Amazon Web Services is showing “significant signs of recovery” after a major outage early Monday that impacted sites and services including Facebook, Snapchat, Coinbase and Amazon itself — reviving concerns about the internet’s heavy reliance on the cloud giant.
The company attributed the failure, which began around 12:11 a.m. PDT, to a problem in its Northern Virginia (US-EAST-1) region. In an update shortly after 2 a.m. Pacific, AWS blamed a DNS resolution issue, meaning the internet’s phone book temporarily failed to find the correct address for DynamoDB, a core database service that thousands of apps use to store and find data.
OpenAI’s ChatGPT was among the sites impacted, The Verge reported.
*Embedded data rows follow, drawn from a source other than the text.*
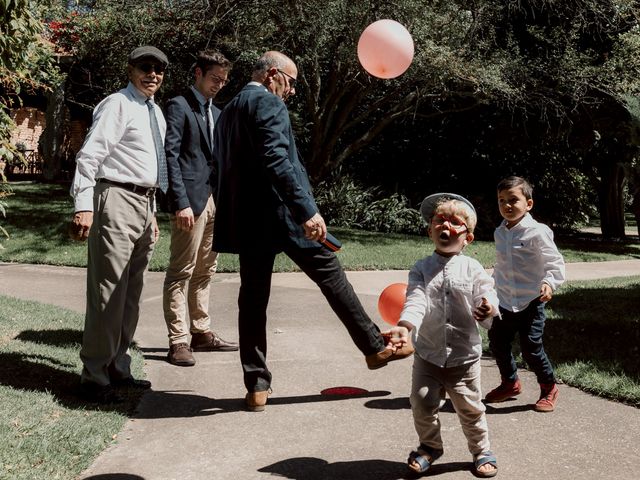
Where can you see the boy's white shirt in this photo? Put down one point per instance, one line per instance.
(441, 296)
(526, 257)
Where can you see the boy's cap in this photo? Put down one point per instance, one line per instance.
(148, 51)
(429, 203)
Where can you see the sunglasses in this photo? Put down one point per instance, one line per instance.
(292, 81)
(147, 67)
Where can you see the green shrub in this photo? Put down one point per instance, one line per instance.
(345, 203)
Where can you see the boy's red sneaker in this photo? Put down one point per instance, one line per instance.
(548, 398)
(504, 391)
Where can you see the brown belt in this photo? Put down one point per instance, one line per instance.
(146, 191)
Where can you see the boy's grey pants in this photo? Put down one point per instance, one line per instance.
(428, 388)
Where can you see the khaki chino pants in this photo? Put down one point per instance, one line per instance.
(192, 261)
(120, 245)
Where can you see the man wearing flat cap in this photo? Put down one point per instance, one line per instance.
(118, 169)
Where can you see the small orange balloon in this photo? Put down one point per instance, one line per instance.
(391, 302)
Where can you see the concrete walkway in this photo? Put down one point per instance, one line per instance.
(192, 425)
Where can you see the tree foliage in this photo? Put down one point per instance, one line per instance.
(25, 66)
(534, 87)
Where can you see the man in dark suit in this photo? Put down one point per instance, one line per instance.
(188, 146)
(265, 206)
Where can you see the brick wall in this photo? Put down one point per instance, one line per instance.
(30, 122)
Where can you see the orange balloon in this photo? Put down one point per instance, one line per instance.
(385, 49)
(391, 302)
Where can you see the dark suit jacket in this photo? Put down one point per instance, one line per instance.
(189, 155)
(263, 193)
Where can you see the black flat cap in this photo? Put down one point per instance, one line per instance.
(148, 51)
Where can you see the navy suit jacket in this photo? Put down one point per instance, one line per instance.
(189, 154)
(263, 194)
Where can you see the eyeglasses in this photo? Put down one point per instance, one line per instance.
(292, 81)
(456, 224)
(219, 80)
(148, 67)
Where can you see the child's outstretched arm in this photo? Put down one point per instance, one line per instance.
(398, 336)
(484, 310)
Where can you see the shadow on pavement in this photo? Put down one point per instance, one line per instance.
(311, 468)
(115, 476)
(181, 404)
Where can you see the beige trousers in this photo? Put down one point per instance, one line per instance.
(429, 386)
(120, 245)
(191, 262)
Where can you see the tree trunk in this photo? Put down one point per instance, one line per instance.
(611, 199)
(51, 144)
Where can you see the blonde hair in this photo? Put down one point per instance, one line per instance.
(458, 208)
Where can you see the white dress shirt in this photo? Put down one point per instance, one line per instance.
(526, 257)
(441, 296)
(118, 147)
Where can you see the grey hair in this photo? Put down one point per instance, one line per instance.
(270, 60)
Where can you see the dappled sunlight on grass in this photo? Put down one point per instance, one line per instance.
(593, 336)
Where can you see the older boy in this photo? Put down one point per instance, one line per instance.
(528, 270)
(448, 296)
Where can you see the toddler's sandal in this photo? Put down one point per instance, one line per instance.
(485, 458)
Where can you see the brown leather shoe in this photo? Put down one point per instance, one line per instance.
(256, 401)
(210, 342)
(180, 354)
(380, 359)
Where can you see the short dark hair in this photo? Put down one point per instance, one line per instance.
(513, 182)
(210, 58)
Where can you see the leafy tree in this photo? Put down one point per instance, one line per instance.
(26, 65)
(550, 75)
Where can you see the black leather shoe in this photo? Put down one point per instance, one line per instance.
(131, 382)
(210, 342)
(95, 393)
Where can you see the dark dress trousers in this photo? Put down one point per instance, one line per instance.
(186, 141)
(263, 198)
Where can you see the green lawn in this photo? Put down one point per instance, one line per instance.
(46, 432)
(38, 216)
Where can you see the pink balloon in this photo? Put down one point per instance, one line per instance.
(385, 49)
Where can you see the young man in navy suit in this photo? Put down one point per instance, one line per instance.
(265, 206)
(188, 146)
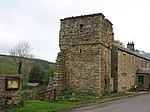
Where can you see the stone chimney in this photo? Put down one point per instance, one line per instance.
(130, 46)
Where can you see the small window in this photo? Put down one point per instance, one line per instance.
(105, 81)
(80, 51)
(81, 26)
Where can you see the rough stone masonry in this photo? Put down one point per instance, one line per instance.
(84, 62)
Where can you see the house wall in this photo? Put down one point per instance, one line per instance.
(84, 63)
(127, 65)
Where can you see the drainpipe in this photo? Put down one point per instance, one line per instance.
(149, 83)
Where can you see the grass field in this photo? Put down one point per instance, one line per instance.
(43, 106)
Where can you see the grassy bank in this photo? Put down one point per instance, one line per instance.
(43, 106)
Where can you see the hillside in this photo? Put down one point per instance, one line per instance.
(7, 65)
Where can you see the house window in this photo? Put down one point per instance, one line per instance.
(105, 82)
(81, 26)
(80, 51)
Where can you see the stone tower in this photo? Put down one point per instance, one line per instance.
(84, 62)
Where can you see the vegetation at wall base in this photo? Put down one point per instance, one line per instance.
(43, 106)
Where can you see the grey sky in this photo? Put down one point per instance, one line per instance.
(38, 21)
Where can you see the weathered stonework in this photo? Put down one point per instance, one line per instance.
(89, 61)
(124, 67)
(8, 97)
(84, 63)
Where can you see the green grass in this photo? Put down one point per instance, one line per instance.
(43, 106)
(40, 106)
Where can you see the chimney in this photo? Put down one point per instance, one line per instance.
(130, 46)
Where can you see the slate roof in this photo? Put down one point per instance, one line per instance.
(129, 51)
(33, 84)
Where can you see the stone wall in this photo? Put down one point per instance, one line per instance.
(124, 67)
(84, 63)
(8, 97)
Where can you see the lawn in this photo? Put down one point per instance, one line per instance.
(40, 106)
(43, 106)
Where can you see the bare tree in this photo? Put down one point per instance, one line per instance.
(21, 51)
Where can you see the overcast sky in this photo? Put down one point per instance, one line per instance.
(38, 21)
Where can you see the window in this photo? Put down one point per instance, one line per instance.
(81, 26)
(80, 51)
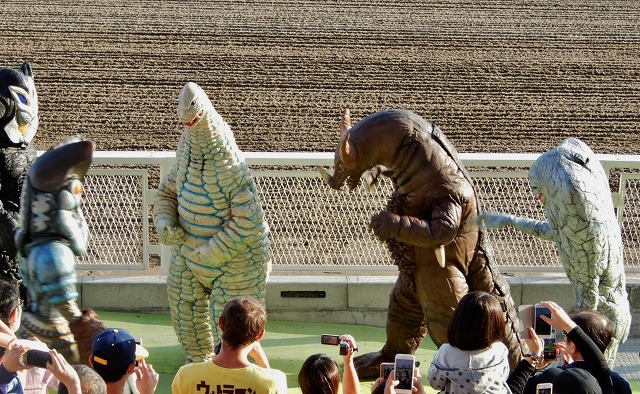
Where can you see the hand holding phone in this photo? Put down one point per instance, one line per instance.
(541, 327)
(544, 388)
(36, 358)
(404, 367)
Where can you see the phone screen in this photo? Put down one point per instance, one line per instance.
(327, 339)
(541, 327)
(404, 373)
(549, 352)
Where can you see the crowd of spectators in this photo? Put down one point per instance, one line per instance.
(473, 361)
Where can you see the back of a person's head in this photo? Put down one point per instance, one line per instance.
(242, 321)
(90, 381)
(319, 375)
(575, 381)
(595, 325)
(112, 353)
(9, 299)
(477, 322)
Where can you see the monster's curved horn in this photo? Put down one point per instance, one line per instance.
(54, 166)
(345, 124)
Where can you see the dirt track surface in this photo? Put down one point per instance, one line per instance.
(497, 76)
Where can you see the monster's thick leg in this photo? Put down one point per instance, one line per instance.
(439, 290)
(189, 305)
(405, 330)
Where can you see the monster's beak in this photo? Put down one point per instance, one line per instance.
(330, 180)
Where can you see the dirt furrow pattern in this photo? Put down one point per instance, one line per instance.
(497, 76)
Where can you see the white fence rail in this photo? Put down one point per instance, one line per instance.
(315, 228)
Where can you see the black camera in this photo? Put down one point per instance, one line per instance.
(327, 339)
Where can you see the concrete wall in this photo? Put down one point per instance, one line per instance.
(331, 299)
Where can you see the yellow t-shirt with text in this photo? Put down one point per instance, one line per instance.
(208, 378)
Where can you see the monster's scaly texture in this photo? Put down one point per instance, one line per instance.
(18, 125)
(53, 231)
(582, 221)
(208, 208)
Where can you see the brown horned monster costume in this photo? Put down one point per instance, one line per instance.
(430, 226)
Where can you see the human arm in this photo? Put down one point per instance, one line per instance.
(147, 378)
(527, 367)
(350, 382)
(587, 348)
(6, 335)
(64, 372)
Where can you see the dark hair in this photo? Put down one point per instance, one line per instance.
(242, 321)
(111, 373)
(477, 322)
(90, 381)
(595, 325)
(9, 299)
(319, 375)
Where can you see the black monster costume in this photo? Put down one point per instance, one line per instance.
(19, 123)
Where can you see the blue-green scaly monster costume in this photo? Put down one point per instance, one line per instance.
(208, 209)
(574, 189)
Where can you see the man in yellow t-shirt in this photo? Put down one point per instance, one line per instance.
(242, 323)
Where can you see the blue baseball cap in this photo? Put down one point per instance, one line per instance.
(116, 346)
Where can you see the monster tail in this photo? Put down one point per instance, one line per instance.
(493, 282)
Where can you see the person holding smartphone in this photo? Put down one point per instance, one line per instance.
(475, 360)
(320, 373)
(592, 376)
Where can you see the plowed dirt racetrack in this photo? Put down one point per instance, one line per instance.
(497, 76)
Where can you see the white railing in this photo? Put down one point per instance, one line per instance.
(316, 228)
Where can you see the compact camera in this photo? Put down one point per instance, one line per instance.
(327, 339)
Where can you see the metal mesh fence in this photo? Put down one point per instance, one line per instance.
(317, 228)
(314, 225)
(113, 208)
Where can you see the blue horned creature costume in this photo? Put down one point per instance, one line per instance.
(19, 123)
(53, 231)
(574, 190)
(208, 209)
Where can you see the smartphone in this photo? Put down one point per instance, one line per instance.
(404, 372)
(549, 351)
(525, 316)
(36, 358)
(385, 369)
(327, 339)
(544, 388)
(542, 328)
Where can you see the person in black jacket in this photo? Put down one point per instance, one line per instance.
(597, 327)
(578, 342)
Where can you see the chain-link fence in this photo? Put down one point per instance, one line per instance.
(316, 228)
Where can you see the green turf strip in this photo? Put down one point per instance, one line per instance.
(287, 345)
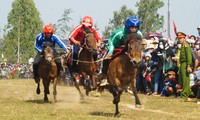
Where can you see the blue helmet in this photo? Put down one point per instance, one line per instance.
(132, 21)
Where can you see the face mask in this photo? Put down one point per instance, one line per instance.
(151, 50)
(161, 47)
(155, 46)
(179, 45)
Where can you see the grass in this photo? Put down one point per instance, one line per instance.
(18, 101)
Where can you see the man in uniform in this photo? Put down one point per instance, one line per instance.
(185, 66)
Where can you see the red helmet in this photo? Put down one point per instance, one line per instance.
(87, 21)
(48, 29)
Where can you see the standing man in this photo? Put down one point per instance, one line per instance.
(185, 66)
(198, 29)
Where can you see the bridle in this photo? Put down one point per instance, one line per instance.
(132, 60)
(85, 45)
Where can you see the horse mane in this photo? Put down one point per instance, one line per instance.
(45, 45)
(132, 36)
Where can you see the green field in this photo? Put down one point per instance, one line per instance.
(18, 101)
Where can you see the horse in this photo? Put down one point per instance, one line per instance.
(48, 71)
(123, 69)
(86, 63)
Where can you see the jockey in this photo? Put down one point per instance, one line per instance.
(117, 38)
(77, 35)
(47, 36)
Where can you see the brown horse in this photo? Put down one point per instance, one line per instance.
(47, 70)
(86, 64)
(123, 69)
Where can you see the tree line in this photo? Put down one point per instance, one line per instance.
(24, 23)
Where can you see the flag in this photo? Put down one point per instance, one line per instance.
(175, 28)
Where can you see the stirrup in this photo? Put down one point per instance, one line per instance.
(104, 82)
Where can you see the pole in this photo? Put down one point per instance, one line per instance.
(168, 20)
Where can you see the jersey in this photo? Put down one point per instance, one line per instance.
(41, 39)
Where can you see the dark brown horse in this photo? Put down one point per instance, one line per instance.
(86, 64)
(123, 69)
(47, 70)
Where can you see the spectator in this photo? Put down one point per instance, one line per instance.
(185, 66)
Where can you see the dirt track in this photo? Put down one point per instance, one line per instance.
(19, 101)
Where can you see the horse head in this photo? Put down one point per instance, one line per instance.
(89, 41)
(134, 51)
(47, 51)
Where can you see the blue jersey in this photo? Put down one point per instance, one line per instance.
(41, 39)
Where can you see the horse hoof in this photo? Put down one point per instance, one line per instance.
(87, 93)
(46, 100)
(81, 97)
(117, 114)
(138, 106)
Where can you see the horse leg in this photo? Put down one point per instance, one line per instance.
(38, 88)
(76, 84)
(137, 101)
(94, 84)
(54, 89)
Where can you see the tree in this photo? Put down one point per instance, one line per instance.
(150, 20)
(23, 25)
(62, 29)
(118, 20)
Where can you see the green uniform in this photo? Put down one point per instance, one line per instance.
(117, 39)
(184, 79)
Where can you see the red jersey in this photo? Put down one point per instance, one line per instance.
(78, 34)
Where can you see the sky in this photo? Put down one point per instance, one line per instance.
(185, 13)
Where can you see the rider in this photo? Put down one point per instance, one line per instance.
(77, 35)
(117, 38)
(47, 36)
Check-in kiosks went down at LaGuardia Airport, with long lines starting to form earlier this morning, the New York Times reported.
DownDetector showed problems for financial apps like Venmo and Robinhood, gaming services such as Roblox and Fortnite, the Signal messaging app, and productivity tools including Slack and Canva.
In an update at 3:35 a.m., Amazon confirmed that the core DNS issue was “fully mitigated,” and that most services were operating normally.
However, the company said it was still working through a backlog of requests for services like Lambda, its serverless computing platform. It warned that customers in the US-EAST-1 region would still see increased error rates when trying to launch new instances in its core cloud computing service, EC2.
US-EAST-1 is AWS’s oldest and largest cloud region, a popular nerve center for online services, which has made it an Achilles heel for the internet over the years. Major outages originating from this same region also caused widespread disruptions in 2017, 2021, and 2023.
The latest outage suggests that many sites have not adequately implemented the redundancy needed to quickly fall back to other regions or cloud providers in the event of AWS outages.